Lorsque le comte d’Houdetot épousa la sœur de M. d’Épinay, mademoiselle la Live de Bellegarde, il était épris d’une dame qu’il ne cessa jamais d’aimer. Aussi, malgré toutes les qualités qui embellissaient sa jeune femme, n’éprouva-t-il pour elle que de l’indifférence ; il n’exigeait d’elle que le respect des convenances, comme on les entendait alors, c’est-à-dire qu’il tenait à ce que les liaisons de sa femme ne fussent pas scandaleuses ; c’est sans doute ce qui la porta à l’oubli de ses devoirs, malgré son naturel tendre et constant[1]. En 1756, sa liaison avec Saint-Lambert était encore toute récente.

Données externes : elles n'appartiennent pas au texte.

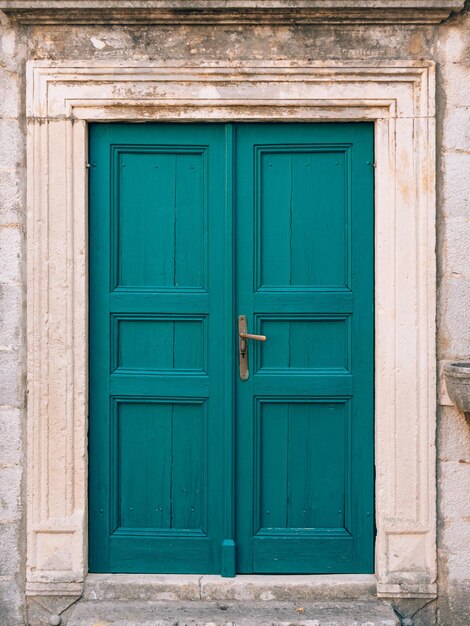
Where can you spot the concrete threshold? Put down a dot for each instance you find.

Le marquis de Saint-Lambert, le futur auteur

  1. Bien longtemps après, M. d’Houdetot disait spirituellement : « Nous avions, ma femme et moi, la vocation de la fidélité ; seulement, il y a eu un malentendu. » Madame la vicomtesse d’Allard, dans ses Anecdotes pour servir de suite aux Mémoires de madame d’Épinay, s’exprime ainsi au sujet de madame d’Houdetot qu’elle avait beaucoup connue : « Ce sera une consolation pour les femmes laides, d’apprendre que madame d’Houdetot, qui l’était beaucoup, a dû à son esprit et surtout à son charmant caractère d’être si parfaitement et si constamment aimée ; elle avait non-seulement la vue basse et les yeux ronds, comme le dit Rousseau, mais elle était extrêmement louche, ce qui empêchait que son âme ne se peignît dans sa physionomie ; son front était très-bas, son nez gros ; la petite vérole avait laissé une teinte jaune dans tous ses creux, et ses joues étaient marquées de brun : cela donnait un air sale à son teint, qui, je crois, était beau avant cette maladie. »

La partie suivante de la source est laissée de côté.